While it is generally presumed that all tRNA species in E. coli have been identified, the presence of many undefined sRNA genes in the same organism is widely acknowledged. To contribute to closing this knowledge gap within the sRNA field, we developed two methods for the purpose and validated the expression of a novel putative sRNA identified by both methods.
RNA modifications have classically been reserved for the ribosomal RNA (rRNA) and tRNA classes in prokaryotes. However, emerging evidence points to 5' RNA capping as a prevalent modification found on prokaryotic messenger RNAs (mRNAs) and sRNAs. We employed the CapZyme-Seq method to identify capped RNAs in E. coli. Intriguingly, we identified capping of several sRNAs and mRNAs that has not previously been reported. Among these, we validated high capping levels of the sRNA CyaR.

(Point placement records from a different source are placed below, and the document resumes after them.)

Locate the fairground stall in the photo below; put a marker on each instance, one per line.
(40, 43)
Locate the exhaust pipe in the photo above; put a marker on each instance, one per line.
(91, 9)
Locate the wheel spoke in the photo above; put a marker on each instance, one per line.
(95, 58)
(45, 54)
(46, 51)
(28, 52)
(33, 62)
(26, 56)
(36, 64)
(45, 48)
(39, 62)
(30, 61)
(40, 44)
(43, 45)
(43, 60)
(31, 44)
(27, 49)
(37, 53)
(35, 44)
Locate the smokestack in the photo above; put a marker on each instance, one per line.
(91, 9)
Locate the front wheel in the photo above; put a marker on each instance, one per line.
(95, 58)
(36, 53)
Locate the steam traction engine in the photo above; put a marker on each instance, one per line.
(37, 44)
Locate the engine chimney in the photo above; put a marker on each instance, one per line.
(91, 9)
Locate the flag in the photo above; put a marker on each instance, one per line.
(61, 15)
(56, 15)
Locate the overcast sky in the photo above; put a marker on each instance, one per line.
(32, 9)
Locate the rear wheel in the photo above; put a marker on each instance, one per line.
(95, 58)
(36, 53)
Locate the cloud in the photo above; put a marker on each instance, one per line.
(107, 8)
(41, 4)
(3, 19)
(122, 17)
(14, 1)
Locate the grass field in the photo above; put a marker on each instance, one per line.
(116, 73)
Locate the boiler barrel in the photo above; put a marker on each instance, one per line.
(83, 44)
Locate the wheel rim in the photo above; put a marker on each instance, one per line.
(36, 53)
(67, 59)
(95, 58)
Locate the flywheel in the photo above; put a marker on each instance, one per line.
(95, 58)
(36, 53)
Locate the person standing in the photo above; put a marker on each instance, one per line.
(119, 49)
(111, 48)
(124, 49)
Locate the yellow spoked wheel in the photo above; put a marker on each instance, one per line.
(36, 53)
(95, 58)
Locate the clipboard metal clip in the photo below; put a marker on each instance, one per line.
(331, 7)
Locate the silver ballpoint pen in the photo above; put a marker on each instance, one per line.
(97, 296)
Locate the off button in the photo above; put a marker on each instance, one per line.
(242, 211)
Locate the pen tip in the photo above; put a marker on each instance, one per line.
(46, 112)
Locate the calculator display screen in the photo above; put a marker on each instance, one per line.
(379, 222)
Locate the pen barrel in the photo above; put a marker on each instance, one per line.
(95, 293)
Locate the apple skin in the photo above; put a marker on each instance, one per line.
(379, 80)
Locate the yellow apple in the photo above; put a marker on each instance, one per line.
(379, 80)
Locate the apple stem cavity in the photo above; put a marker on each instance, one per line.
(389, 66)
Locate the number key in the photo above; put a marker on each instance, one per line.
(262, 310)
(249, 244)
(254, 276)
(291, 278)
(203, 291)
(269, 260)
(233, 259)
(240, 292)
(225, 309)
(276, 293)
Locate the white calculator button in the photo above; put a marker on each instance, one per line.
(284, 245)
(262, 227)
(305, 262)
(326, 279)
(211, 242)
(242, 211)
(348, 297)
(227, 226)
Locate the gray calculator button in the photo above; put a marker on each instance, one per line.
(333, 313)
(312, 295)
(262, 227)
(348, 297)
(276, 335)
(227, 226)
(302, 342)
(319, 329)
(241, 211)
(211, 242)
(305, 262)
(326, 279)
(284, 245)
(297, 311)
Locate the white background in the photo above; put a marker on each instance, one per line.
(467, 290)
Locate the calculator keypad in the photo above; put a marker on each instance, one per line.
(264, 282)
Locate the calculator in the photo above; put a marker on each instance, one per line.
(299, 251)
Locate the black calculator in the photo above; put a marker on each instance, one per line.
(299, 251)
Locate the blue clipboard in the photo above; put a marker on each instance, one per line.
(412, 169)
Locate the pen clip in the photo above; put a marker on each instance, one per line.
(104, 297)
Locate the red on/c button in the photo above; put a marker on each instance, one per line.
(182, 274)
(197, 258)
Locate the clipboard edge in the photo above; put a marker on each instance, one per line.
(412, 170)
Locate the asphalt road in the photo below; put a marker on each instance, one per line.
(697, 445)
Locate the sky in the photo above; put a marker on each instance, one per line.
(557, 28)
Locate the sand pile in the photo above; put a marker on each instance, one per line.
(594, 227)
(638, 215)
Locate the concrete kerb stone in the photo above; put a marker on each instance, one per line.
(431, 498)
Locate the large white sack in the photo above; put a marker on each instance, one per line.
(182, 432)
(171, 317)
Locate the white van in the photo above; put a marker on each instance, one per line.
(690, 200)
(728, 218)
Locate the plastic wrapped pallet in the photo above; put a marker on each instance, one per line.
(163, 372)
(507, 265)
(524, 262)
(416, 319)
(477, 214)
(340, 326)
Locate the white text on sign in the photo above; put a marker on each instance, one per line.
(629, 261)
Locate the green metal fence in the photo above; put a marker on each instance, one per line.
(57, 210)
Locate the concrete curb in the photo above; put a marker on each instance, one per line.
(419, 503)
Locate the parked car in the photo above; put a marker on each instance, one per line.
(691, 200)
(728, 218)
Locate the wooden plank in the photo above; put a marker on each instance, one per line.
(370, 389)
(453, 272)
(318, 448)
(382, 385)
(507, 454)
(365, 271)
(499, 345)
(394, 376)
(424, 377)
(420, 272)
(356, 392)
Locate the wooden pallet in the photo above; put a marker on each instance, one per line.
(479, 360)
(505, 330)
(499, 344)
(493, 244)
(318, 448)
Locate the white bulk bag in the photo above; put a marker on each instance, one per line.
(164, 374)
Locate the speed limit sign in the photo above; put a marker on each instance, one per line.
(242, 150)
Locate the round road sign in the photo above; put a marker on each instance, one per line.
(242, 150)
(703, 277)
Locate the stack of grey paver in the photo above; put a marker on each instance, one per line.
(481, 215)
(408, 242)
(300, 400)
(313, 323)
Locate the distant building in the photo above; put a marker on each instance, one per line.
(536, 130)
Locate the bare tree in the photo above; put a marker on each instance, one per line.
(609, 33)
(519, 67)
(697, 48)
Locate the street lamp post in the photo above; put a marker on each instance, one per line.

Additionally, we explored potential biases while working with RNA in the laboratory. We identified alarming biases in commonly used RNA extraction methods when using them for extracting RNA from stressed E. coli cultures.
Conclusively, this thesis advances our knowledge within the field of untranslated RNAs of E. coli by developing methodologies for identification of putative novel sRNA species, by suggesting a model sRNA candidate for future studies of 5' RNA capping, by exploring the regulation of untranslated RNAs in response to amino acid starvation, and by emphasizing the importance of recognizing and eliminating biases in established experimental approaches.